Three American soldiers committed suicide in the first few months after U.S. forces arrived in Haiti in September 1994. Speculation on the reason for these tragedies centered on the inability of those three young persons to stand the inhuman conditions they found in that country.
An acquaintance of ours formed part of the delegation that returned to Haiti with President Aristide on October 15 of that year. She described the dramatic and unsettling picture of Haitian people bathing, washing clothes, and even drinking from the sewer-like water running along the roadside in front of American service men and women standing guard. How does one view such an inhuman scene for hours on end without great despair?
One way is together with a faith community. In August 1993 a group sponsored by the Church of the Saviour's Ministry of Money in Washington, D.C., journeyed to Bosnia on a "Pilgrimage of Reverse Mission." The "reverse mission" of the Ministry of Money is to aid the conscientization of First World Christians to the reality of the hurting world beyond our shores.
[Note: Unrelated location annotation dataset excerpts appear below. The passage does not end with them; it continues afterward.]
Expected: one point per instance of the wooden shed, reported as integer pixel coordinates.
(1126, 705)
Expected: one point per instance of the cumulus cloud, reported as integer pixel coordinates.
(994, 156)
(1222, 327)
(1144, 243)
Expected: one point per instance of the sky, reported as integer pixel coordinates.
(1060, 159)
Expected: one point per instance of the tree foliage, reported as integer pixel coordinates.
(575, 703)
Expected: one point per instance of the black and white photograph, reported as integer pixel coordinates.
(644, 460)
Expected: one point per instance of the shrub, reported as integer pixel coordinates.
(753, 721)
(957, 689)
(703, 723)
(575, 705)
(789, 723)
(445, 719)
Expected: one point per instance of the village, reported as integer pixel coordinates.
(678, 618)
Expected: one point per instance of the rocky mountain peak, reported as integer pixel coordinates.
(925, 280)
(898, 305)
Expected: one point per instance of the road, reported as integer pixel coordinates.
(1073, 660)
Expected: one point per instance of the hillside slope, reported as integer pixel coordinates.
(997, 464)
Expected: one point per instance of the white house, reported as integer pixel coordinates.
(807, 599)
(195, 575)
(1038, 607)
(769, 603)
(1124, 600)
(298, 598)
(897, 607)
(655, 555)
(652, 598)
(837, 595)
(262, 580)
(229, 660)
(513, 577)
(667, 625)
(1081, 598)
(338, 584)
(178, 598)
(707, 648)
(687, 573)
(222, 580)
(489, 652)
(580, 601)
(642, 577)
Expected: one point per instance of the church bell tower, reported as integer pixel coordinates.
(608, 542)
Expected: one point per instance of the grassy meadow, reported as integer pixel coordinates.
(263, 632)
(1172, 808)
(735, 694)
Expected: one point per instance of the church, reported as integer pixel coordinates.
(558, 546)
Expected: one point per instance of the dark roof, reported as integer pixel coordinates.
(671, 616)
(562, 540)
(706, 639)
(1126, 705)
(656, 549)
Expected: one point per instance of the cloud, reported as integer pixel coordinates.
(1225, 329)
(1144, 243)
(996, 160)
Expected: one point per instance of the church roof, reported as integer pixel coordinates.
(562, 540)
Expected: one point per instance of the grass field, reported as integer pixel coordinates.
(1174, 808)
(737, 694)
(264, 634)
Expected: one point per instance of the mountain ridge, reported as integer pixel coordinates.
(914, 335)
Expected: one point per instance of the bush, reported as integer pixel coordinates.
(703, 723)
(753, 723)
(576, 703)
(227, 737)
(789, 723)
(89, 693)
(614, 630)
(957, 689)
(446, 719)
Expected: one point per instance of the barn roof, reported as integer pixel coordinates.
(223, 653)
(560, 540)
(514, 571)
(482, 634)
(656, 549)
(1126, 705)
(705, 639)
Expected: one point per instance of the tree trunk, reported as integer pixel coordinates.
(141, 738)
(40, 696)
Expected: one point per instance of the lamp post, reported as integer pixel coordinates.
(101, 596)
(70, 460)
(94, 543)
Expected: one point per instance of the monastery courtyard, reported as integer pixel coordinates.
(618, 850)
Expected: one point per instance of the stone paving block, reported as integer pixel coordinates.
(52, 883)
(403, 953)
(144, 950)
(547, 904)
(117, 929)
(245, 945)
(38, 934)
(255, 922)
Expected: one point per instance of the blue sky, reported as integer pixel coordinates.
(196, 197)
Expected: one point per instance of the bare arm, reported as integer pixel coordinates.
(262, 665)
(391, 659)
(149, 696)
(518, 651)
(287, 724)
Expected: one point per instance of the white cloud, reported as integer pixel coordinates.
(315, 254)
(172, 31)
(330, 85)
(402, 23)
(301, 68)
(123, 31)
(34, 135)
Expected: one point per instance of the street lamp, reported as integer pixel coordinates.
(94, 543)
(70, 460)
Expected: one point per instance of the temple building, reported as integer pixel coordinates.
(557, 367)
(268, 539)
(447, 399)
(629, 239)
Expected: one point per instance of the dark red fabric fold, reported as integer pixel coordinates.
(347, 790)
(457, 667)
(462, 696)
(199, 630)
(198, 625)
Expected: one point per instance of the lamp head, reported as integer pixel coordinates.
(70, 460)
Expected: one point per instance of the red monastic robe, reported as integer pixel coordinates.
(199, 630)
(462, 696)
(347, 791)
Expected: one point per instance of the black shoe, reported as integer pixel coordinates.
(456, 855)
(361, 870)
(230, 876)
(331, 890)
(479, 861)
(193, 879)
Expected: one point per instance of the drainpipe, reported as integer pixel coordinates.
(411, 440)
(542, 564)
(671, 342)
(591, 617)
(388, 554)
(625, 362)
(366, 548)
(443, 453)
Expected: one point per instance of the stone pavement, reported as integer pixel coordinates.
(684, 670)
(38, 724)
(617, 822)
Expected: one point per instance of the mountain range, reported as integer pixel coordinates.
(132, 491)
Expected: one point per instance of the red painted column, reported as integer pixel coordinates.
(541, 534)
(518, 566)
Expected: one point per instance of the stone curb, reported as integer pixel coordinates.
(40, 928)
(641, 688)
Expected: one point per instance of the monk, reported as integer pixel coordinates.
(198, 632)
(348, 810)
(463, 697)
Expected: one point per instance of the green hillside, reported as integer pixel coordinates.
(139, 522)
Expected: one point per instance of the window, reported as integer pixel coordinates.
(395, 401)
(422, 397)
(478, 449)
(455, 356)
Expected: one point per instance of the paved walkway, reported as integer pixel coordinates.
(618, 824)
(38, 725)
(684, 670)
During our 10 days in the devastated Bosnian countryside, we, like our military personnel in Haiti, looked into the face of evil and its consequences. The difference was that we had each other's Christian faith as our support. Not that our "pilgrimage community" sought to evade what we were seeing through escapist prayer or frivolous theological rationalizing. None of our group could pass through Bosnia and be satisfied only with asking God to help the many victims we encountered; nor could we submerge the conflict we were witnessing into a reflection on "life hereafter." The insults to God's sons and daughters resulting from the killing taking place in Bosnia prevented any of that.